William Pope.L
The Great White Way: 22 miles, 5 years, 1 street, 2002
by Michael Workman

 

 

 

Picture a black man lying belly-down in the street, squirming along the pavement, slowly and arduously pulling himself forward through cigarette butts, discarded fast food wrappers, grime, and detritus. Cars and trucks dart by, belching clouds of exhaust fume as passersby stare, wondering not only why this man is crawling but also why he's dressed in Superman tights and boots--not to mention the skateboard strapped bandolier-style to his back, which he occasionally rolls over onto and uses to sail slowly forward along the curb.

William Pope.L, a visual and performance/theater artist and educator, has staged over 40 crawls since 1978 as an extension of his larger eRacism project. His performances vary in duration. Some are extemporaneous, while others push the limits of his physical endurance. In 2002, scheduled to coincide with the opening of the Whitney Biennial, Pope.L set off on his most ambitious crawl to date, The Great White Way: 22 miles in length and five years in duration, it was performed in stages that took him from the Statue of Liberty and through Manhattan via Broadway, ending in the Bronx, where his mother resides.

Performance art as a medium is infamous for its ability to spark controversy, and Pope.L's projects are no exception. His work often addresses social issues, such as his Eating the Wall Street Journal performance, in which he sat on a stack of the newspapers in a Boston financial district, downing pages and drinking milk in what has been called a "performative burlesque of contemporary consumptive modes [in which] consumption is unnatural and food is anti-nutrition." The controversies surrounding Pope.L's projects have led to withdrawals of financial support. Recently, for example, the NEA declined to underwrite a retrospective of eRacism at the Institute of Contemporary Art, Maine College of Art. Stuart Horodner, writing in zingmagazine, situates Pope.L's practice stubbornly in hyperbole: "Race and sex, power and the lack of it, stay mangled together, like a horrible car wreck at the corner of Love and Hate." Let's hope no crashes occur along Pope.L's route!

Horodner's characterization is a loaded one, impinged upon by broad-stroked terminology of race, sex, and power. The death induced at the nexus of these social forces seems a reckless and perfunctory solution to the defense of "ordinary life"--the cultural fascination situated at the heart of his car-crash metaphor. Rather, Pope.L's crawls and eRacism project can be seen as attempts to isolate these social forces within a tightly delineated, consciously mythologized sphere of causes--not ends--that can be analyzed in-the-doing, and for which solutions can then be suggested.

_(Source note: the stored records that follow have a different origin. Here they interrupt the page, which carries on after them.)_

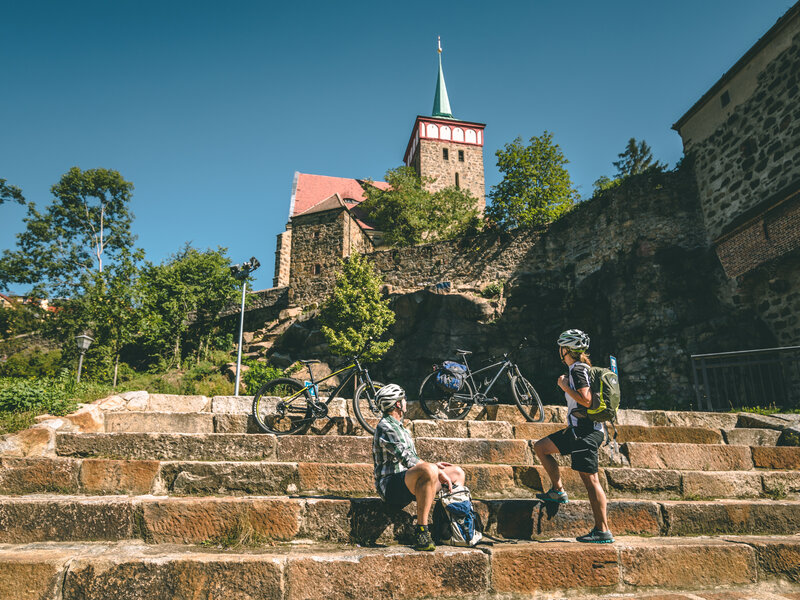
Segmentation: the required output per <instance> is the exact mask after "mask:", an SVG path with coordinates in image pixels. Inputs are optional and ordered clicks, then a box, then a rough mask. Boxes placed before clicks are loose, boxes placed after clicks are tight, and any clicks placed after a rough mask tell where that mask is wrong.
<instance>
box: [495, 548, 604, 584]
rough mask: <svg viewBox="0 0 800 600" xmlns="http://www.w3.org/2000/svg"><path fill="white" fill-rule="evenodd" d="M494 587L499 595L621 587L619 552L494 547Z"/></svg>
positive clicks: (560, 549)
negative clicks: (617, 553)
mask: <svg viewBox="0 0 800 600" xmlns="http://www.w3.org/2000/svg"><path fill="white" fill-rule="evenodd" d="M491 568H492V587H493V588H494V590H495V591H496V592H500V593H504V592H505V593H515V594H533V593H535V592H537V591H540V590H554V589H580V588H601V587H609V586H615V585H617V584H618V583H619V564H618V561H617V550H616V548H613V547H594V546H593V545H592V544H580V545H578V544H570V543H551V544H541V543H530V544H517V545H514V546H495V548H494V549H493V550H492V561H491Z"/></svg>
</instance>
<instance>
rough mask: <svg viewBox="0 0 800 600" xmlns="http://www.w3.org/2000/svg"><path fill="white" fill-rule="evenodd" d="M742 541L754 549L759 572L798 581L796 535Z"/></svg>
mask: <svg viewBox="0 0 800 600" xmlns="http://www.w3.org/2000/svg"><path fill="white" fill-rule="evenodd" d="M742 541H743V542H745V543H746V544H748V545H749V546H752V547H753V548H754V549H755V552H756V558H757V560H758V570H759V573H761V574H763V575H765V576H767V577H768V578H779V579H780V580H787V579H788V580H789V581H791V582H794V583H800V540H798V539H797V536H791V537H788V538H764V539H753V538H745V539H743V540H742Z"/></svg>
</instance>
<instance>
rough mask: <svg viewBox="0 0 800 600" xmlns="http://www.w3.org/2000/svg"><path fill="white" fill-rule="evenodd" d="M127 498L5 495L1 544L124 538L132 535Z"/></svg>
mask: <svg viewBox="0 0 800 600" xmlns="http://www.w3.org/2000/svg"><path fill="white" fill-rule="evenodd" d="M133 531H134V519H133V505H132V504H131V502H130V501H129V500H128V499H126V498H102V499H98V498H36V497H33V498H4V499H2V500H0V543H4V544H17V543H30V542H69V541H81V540H98V541H99V540H125V539H130V538H132V537H133Z"/></svg>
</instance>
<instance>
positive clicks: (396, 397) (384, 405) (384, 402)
mask: <svg viewBox="0 0 800 600" xmlns="http://www.w3.org/2000/svg"><path fill="white" fill-rule="evenodd" d="M405 397H406V392H405V390H404V389H403V388H401V387H400V386H399V385H397V384H396V383H390V384H389V385H385V386H383V387H382V388H381V389H379V390H378V393H377V394H375V403H376V404H377V405H378V407H379V408H380V409H381V410H382V411H383V412H389V411H390V410H392V409H393V408H394V407H395V405H396V404H397V403H398V402H400V400H402V399H403V398H405Z"/></svg>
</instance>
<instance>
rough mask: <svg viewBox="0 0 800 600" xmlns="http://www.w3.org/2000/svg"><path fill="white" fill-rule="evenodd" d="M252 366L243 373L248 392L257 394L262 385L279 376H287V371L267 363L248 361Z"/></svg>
mask: <svg viewBox="0 0 800 600" xmlns="http://www.w3.org/2000/svg"><path fill="white" fill-rule="evenodd" d="M245 364H246V365H247V366H248V367H250V368H249V369H248V370H247V371H245V372H244V373H243V374H242V381H244V385H245V387H246V388H247V393H248V394H255V393H256V392H257V391H258V388H260V387H261V386H262V385H264V384H265V383H267V382H268V381H270V380H271V379H275V378H277V377H285V373H284V372H283V371H282V370H281V369H278V368H276V367H271V366H269V365H268V364H267V363H260V362H247V363H245Z"/></svg>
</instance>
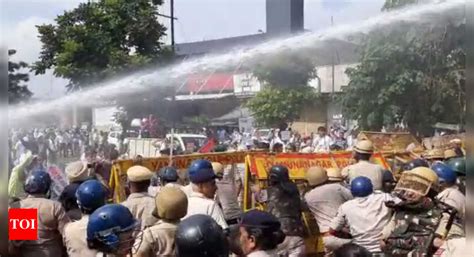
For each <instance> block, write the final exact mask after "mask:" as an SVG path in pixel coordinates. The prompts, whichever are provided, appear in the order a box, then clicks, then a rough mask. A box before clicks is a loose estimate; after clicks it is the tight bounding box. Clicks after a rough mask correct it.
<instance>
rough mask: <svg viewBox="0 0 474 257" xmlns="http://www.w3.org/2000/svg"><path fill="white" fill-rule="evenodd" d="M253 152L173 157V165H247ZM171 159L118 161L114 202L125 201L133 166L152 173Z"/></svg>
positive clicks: (116, 165) (113, 167) (159, 157)
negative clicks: (251, 154) (146, 169)
mask: <svg viewBox="0 0 474 257" xmlns="http://www.w3.org/2000/svg"><path fill="white" fill-rule="evenodd" d="M249 153H251V152H224V153H209V154H189V155H177V156H173V161H172V165H173V166H174V167H176V168H177V169H180V170H184V169H187V168H188V167H189V165H191V162H193V161H194V160H197V159H206V160H209V161H211V162H220V163H222V164H223V165H228V164H238V163H245V156H246V155H247V154H249ZM169 162H170V158H169V157H157V158H143V159H141V160H139V161H137V160H131V159H128V160H118V161H116V162H115V163H114V164H113V166H112V171H111V176H110V181H109V186H110V188H113V189H114V202H122V201H124V200H125V187H124V186H125V185H126V181H127V170H128V168H130V167H132V166H133V165H142V166H145V167H147V168H148V169H150V170H152V171H158V170H159V169H161V168H163V167H166V166H168V165H169Z"/></svg>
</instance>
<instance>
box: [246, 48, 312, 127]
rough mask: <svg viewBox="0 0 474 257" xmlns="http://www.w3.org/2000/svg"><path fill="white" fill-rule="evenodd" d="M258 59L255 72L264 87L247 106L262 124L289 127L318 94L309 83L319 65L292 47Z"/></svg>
mask: <svg viewBox="0 0 474 257" xmlns="http://www.w3.org/2000/svg"><path fill="white" fill-rule="evenodd" d="M258 59H259V60H260V62H259V63H258V64H256V65H255V68H254V69H253V75H254V76H256V77H257V78H258V79H259V81H260V82H261V83H262V84H263V89H262V90H261V91H260V92H258V93H257V94H256V95H255V96H254V97H253V98H251V99H250V100H249V101H248V102H247V103H246V106H247V107H248V108H249V109H250V111H251V112H252V114H253V116H254V118H255V121H256V122H257V123H258V124H259V125H261V126H268V127H280V128H285V127H286V126H287V125H288V124H289V123H292V122H293V121H295V120H297V119H298V118H299V114H300V113H301V111H302V110H303V108H304V106H305V105H308V104H310V103H311V102H312V101H314V100H315V99H316V98H317V97H318V95H317V93H316V92H315V91H314V89H313V88H312V87H310V86H308V82H309V80H310V79H312V78H314V77H316V69H315V65H314V63H313V62H312V60H311V59H310V58H308V57H306V56H302V55H298V54H296V53H294V52H291V51H283V52H282V53H281V54H278V55H274V56H270V57H267V56H265V57H261V58H258Z"/></svg>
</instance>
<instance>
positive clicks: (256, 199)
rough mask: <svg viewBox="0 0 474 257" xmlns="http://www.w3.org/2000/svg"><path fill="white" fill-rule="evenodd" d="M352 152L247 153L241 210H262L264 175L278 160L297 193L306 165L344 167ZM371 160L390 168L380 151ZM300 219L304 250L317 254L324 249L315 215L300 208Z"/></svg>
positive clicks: (303, 173)
mask: <svg viewBox="0 0 474 257" xmlns="http://www.w3.org/2000/svg"><path fill="white" fill-rule="evenodd" d="M352 160H353V159H352V152H347V151H344V152H333V153H309V154H303V153H281V154H270V153H255V154H249V155H247V157H246V165H245V166H246V172H245V178H244V203H243V208H244V210H249V209H252V208H257V209H262V210H265V202H266V200H267V199H266V198H267V194H266V188H267V175H268V173H267V172H268V170H269V169H270V167H271V166H272V165H276V164H280V165H284V166H286V167H288V170H289V173H290V174H289V175H290V179H291V180H293V181H294V182H295V183H296V184H297V186H298V188H299V189H300V194H301V195H303V194H304V193H305V192H306V191H307V190H306V188H305V183H304V182H305V173H306V170H307V169H308V168H309V167H312V166H320V167H323V168H344V167H346V166H348V165H350V164H351V162H352ZM371 161H372V162H373V163H377V164H379V165H381V166H382V167H384V168H385V169H390V167H389V165H388V163H387V162H386V160H385V158H384V156H383V154H382V153H375V154H374V155H373V156H372V159H371ZM302 217H303V222H304V224H305V228H306V235H305V244H306V251H307V254H308V255H310V256H313V255H319V254H321V253H323V252H324V246H323V242H322V238H321V237H320V236H319V231H318V226H317V223H316V220H315V219H314V216H313V215H312V213H311V212H309V211H304V212H303V215H302Z"/></svg>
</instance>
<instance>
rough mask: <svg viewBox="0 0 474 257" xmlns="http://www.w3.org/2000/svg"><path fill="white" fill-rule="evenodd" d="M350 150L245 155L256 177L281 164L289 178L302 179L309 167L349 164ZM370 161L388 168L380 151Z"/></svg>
mask: <svg viewBox="0 0 474 257" xmlns="http://www.w3.org/2000/svg"><path fill="white" fill-rule="evenodd" d="M351 159H352V152H346V151H344V152H336V153H309V154H306V153H305V154H303V153H282V154H268V153H258V154H252V155H249V156H248V157H247V162H248V167H249V168H250V173H252V174H253V175H255V176H257V178H258V179H266V178H267V171H268V170H269V169H270V167H271V166H272V165H276V164H281V165H284V166H286V167H288V170H289V172H290V178H291V179H304V178H305V172H306V170H307V169H308V168H309V167H312V166H320V167H323V168H343V167H346V166H348V165H350V163H351ZM371 161H372V162H374V163H377V164H379V165H381V166H382V167H384V168H386V169H390V167H389V165H388V163H387V162H386V160H385V159H384V157H383V155H382V154H381V153H375V154H374V155H373V156H372V159H371Z"/></svg>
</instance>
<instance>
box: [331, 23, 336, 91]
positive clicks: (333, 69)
mask: <svg viewBox="0 0 474 257" xmlns="http://www.w3.org/2000/svg"><path fill="white" fill-rule="evenodd" d="M333 26H334V19H333V16H331V27H333ZM334 55H335V51H334V49H333V50H332V67H331V73H332V95H334V92H335V90H336V86H335V79H334V66H335V65H336V64H335V62H336V60H335V57H334Z"/></svg>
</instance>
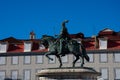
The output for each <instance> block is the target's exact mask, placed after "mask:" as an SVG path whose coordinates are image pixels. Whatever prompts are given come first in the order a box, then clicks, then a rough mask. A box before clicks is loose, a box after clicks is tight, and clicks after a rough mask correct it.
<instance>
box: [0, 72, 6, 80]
mask: <svg viewBox="0 0 120 80" xmlns="http://www.w3.org/2000/svg"><path fill="white" fill-rule="evenodd" d="M4 79H5V71H0V80H4Z"/></svg>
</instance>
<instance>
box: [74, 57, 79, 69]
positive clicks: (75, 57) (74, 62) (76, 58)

That The Great White Way references the near-omnipotent comic hero Superman at first seems a fickle move, effusing the more serious personality defects of mass culture's "good" citizenry--those astonished, baffled, or apathetic spectators looking on as Pope.L "performs social struggle," squirming past them on the street. But look closely and a demandingly poignant euphemism emerges for the hackneyed, egoizing self-interest of average Americans, groveling their way through another day in the workforce of an atomized culture gripped by the narcissistic illusion of self-sufficiency. As such, The Great White Way illustrates the difficulty of racial and economic equality in a society that fails to recognize its own real lack of personal freedom. Despite this indictment, it still manages somehow to induce a powerful empathy for the expropriation of such a worthy ideal. If anything, Pope.L's performance demands action for recovery of that ideal, not only as a way of discovering our own lost liberties, but also as a way of erasing the mark of ostracism from those less privileged or less mentally healthy stepping the streets and sidewalks of "ordinary life."